Setelah lulus, saya membuat keputusan tegas: Saya tidak akan kembali menjadi karyawan tetap. Saya ingin menciptakan sesuatu yang mencerminkan minat saya, sesuatu yang benar-benar milik saya. Saat itulah semuanya menjadi jelas—saya dapat menggabungkan kecintaan saya pada batik dan kebaya dengan semangat kewirausahaan saya.

Selama satu dekade terakhir, saya melihat bagaimana batik dan kebaya kembali digemari oleh generasi muda di Indonesia. Saat tinggal di sana, saya kerap memadukan batik dengan busana kerja, baik sebagai gaun maupun rok. Baru-baru ini, saya mulai mengenakan kebaya lagi, khususnya gaya kasual yang dibuat oleh usaha kecil di Indonesia. Kebaya sangat cantik dan serbaguna. Saat itulah saya menyadari bahwa inilah yang ingin saya ciptakan dan bagikan. Maka lahirlah Atelier Nyonya.

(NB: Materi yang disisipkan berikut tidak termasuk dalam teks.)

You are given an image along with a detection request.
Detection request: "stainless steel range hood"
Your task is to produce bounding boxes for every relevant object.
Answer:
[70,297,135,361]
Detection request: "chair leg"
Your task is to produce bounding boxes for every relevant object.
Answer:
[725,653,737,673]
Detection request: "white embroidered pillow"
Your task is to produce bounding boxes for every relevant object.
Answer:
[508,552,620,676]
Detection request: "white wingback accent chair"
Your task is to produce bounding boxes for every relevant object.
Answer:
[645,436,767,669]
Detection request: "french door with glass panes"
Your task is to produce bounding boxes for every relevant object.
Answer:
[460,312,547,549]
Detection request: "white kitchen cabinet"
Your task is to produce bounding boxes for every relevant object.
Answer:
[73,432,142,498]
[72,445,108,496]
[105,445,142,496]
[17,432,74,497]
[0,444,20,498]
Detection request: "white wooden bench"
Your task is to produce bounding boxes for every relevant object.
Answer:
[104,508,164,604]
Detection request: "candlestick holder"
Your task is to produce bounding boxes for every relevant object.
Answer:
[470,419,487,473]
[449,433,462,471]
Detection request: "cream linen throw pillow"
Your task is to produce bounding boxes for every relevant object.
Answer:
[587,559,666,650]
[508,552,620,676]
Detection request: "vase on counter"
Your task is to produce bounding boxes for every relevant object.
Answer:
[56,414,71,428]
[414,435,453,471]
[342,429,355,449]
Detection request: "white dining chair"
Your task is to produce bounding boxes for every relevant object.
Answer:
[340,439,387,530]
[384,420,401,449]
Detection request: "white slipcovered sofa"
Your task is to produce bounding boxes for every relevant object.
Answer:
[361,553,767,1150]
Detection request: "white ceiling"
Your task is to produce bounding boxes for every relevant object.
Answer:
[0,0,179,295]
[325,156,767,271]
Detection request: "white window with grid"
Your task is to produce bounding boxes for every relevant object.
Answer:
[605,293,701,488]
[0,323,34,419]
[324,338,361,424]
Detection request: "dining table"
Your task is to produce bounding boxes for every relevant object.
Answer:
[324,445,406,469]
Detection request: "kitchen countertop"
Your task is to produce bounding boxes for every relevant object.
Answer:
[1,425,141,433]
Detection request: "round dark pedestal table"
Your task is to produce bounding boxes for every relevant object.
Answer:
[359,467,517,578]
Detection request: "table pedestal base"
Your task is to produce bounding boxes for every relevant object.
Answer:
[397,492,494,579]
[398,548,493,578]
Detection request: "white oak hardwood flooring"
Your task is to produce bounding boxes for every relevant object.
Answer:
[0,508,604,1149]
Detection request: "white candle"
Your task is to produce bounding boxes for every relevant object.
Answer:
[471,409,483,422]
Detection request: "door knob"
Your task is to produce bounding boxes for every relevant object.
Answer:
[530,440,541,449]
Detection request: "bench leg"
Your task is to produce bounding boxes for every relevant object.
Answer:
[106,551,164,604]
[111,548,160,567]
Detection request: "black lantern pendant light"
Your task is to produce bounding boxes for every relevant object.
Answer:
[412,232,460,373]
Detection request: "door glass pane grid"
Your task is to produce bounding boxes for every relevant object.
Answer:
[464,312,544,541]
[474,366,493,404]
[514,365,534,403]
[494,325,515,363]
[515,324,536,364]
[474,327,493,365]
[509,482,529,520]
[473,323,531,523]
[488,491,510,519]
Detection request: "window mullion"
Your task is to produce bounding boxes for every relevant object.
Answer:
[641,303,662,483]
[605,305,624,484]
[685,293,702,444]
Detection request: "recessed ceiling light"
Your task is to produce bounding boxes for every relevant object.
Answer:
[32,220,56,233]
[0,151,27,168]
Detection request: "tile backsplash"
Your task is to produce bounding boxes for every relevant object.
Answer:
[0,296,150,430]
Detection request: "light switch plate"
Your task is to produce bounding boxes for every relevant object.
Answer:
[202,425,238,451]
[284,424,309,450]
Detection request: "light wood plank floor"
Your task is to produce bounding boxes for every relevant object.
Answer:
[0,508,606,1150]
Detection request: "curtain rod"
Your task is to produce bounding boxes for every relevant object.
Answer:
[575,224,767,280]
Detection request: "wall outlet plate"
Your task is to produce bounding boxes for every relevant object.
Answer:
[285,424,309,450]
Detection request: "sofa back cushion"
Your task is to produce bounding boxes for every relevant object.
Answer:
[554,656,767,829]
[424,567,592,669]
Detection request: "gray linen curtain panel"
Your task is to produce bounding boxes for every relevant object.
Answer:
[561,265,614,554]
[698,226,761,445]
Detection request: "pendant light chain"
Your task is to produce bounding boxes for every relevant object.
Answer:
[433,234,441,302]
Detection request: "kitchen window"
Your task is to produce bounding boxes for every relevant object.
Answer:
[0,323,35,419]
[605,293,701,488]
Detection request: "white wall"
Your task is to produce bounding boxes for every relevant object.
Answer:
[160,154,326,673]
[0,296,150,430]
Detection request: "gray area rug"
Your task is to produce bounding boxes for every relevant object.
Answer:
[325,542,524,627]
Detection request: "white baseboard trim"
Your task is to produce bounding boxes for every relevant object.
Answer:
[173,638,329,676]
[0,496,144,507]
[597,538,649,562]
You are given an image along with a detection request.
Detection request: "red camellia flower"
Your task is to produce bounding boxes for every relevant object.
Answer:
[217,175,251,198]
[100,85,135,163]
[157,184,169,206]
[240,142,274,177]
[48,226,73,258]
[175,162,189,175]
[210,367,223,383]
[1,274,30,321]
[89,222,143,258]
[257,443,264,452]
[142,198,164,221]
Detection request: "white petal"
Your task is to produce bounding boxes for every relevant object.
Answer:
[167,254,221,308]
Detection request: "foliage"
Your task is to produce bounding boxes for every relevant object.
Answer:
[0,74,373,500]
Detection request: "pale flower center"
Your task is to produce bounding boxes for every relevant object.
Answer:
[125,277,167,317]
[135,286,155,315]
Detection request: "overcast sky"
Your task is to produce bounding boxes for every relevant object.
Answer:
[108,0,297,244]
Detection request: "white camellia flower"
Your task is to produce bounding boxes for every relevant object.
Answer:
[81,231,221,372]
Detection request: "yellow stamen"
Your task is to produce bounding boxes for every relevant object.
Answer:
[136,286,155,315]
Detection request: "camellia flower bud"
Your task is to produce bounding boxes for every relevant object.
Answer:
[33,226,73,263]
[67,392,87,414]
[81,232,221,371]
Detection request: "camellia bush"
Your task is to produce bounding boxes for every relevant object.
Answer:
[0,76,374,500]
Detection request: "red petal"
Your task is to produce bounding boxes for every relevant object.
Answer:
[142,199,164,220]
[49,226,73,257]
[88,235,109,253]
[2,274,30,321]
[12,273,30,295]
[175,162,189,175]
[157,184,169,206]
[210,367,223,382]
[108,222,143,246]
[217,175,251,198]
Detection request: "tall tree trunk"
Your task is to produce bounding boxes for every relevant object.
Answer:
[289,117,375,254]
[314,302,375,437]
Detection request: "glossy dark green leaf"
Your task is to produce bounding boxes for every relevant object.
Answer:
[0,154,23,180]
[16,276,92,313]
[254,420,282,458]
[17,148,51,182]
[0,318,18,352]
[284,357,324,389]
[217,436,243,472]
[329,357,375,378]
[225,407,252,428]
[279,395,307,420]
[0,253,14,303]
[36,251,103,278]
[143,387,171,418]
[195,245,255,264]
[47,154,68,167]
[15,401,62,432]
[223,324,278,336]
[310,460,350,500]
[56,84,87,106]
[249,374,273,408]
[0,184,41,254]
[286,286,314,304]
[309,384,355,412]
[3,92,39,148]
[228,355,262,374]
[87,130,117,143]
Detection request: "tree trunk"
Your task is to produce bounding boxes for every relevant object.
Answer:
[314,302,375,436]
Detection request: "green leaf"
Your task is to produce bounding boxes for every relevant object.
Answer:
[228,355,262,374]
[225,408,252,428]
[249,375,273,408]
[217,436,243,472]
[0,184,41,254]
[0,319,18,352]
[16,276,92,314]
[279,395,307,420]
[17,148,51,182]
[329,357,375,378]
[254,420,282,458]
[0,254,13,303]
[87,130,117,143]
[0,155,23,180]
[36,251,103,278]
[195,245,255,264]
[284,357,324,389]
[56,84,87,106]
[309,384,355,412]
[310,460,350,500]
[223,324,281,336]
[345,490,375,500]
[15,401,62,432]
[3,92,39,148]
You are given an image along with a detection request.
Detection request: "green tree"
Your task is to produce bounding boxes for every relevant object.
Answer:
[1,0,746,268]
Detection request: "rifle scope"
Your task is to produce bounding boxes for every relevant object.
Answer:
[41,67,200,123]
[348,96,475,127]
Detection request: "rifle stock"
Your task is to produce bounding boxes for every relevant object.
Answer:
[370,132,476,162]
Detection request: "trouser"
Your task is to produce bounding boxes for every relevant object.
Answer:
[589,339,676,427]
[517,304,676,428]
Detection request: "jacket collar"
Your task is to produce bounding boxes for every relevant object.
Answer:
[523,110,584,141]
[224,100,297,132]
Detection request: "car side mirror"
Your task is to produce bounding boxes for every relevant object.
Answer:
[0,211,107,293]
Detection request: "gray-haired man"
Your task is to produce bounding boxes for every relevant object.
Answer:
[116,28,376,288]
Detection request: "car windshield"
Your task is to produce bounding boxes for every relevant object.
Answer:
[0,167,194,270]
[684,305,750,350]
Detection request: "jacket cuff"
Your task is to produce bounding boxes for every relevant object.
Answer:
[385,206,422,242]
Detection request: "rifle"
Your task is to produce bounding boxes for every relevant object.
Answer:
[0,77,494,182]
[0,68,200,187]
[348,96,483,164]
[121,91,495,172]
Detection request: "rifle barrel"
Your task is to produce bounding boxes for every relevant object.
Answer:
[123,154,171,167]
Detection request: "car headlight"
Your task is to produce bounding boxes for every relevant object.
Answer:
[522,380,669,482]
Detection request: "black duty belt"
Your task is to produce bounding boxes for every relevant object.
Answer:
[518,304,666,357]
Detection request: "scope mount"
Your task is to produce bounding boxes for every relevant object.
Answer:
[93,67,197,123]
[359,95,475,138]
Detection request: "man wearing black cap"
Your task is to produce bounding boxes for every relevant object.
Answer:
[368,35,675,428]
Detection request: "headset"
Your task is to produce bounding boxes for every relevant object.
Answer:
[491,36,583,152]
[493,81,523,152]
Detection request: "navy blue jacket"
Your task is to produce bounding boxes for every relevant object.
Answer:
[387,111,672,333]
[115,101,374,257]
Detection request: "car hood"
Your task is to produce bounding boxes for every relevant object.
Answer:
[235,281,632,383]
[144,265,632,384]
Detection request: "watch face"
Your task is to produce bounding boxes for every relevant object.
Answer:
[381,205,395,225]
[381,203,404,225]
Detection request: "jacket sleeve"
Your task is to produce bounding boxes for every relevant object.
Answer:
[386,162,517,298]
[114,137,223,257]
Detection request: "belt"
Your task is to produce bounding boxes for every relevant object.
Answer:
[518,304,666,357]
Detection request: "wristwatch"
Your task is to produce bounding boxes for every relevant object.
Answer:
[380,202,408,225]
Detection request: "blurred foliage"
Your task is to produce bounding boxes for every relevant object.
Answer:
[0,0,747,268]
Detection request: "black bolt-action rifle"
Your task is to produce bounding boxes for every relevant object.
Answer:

Bagi saya, di usia 46 tahun, Atelier Nyonya lebih dari sekadar bisnis. Ini adalah cerminan perjalanan saya—ketahanan, kreativitas, dan tekad saya untuk membangun sesuatu yang berarti dengan cara saya sendiri. Ini tentang menghormati seni dan makna budaya batik dan kebaya sambil berbagi keindahannya dengan khalayak yang lebih luas. Melalui Atelier Nyonya, saya tidak hanya menjual pakaian; saya berbagi cerita—kisah tentang penemuan kembali, ketekunan, dan mengikuti hasrat Anda, ke mana pun hidup membawa Anda.